Domanda

I am pretty new to GPU programming. I read some material explaining the basic concepts.

However, I want to know if it is possible to assign a set of instructions or a whole algorithm / binary to a specific ALU, such that I can be sure that these instructions were executed only by this ALU (therefore, bypassing the system that automatically takes care of parallelization)?

I have to "benchmark" the individual ALUs on a GPU regarding any potential computing latencies among them. Thus, I want to assign a (similar) set of instructions to several specific ALUs, measure the time needed for executing this set of instructions and compare the results if there are any differences.

In general I want to check a GPU for certain sources of race conditions. The first I thought of is a potential, minuscule difference in the execution speed of the different ALUs. Maybe you guys know of other potential sources of race conditions.

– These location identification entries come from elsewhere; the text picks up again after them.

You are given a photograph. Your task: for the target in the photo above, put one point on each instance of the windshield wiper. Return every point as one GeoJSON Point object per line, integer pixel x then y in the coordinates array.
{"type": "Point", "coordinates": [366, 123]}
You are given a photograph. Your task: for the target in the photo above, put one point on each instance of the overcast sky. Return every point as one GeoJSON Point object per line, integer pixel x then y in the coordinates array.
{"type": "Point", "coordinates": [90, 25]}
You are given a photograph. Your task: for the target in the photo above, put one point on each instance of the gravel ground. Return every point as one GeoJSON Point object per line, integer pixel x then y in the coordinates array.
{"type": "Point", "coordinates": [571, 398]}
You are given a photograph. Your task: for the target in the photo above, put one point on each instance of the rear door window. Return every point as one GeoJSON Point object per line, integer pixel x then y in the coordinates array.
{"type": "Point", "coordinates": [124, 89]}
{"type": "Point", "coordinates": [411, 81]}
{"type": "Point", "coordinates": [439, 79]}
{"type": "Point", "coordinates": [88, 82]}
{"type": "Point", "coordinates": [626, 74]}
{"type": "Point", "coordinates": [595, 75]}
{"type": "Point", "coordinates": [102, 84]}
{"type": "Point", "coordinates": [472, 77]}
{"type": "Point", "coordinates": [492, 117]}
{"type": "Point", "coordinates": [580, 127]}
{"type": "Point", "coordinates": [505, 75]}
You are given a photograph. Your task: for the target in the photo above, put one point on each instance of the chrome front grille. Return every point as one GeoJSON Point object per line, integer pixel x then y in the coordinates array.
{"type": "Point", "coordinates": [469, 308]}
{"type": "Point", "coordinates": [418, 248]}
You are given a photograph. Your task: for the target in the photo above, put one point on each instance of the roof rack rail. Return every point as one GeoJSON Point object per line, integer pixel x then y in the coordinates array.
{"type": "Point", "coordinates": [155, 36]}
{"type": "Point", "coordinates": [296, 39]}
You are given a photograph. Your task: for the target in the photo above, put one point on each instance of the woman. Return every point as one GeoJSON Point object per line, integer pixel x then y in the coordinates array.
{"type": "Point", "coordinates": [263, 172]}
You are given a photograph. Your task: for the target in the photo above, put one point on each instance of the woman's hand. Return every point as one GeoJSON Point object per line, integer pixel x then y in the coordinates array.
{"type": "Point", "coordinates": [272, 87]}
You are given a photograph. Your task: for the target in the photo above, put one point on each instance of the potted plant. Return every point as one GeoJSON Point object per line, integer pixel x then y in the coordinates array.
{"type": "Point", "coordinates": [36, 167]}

However, since my goal is rather diametrical to the typical use of a GPU (parllelization, etc.) for me it is rather difficult to see how I can access an inidividual ALU on a low-level with the common tools.

Best regards,

È stato utile?

Soluzione

GPUs have individual warp schedulers to which you do not have access.

For the Fermi architecture, for example, the device has a Giga-Thread Scheduler that dispatches the work to the different Streaming Multiprocessors and a Dual-Warp scheduler inside that dispatches the warps to the individual cores. But this is transparent to the user.

What you can do to profile individual or sequence of instructions is to use the NVTX Tracing Library which helps you annotating part of the code to be subsequently profiled by Parallel Nsight traces.

You can find some material on the NVTX library at

CUDA Pro Tip: Generate Custom Application Profile Timelines with NVTX

Optimizing Application Performance with CUDA Profiling Tools

and in Chapter 3 of the book "CUDA Application Design and Development" by Rob Farber.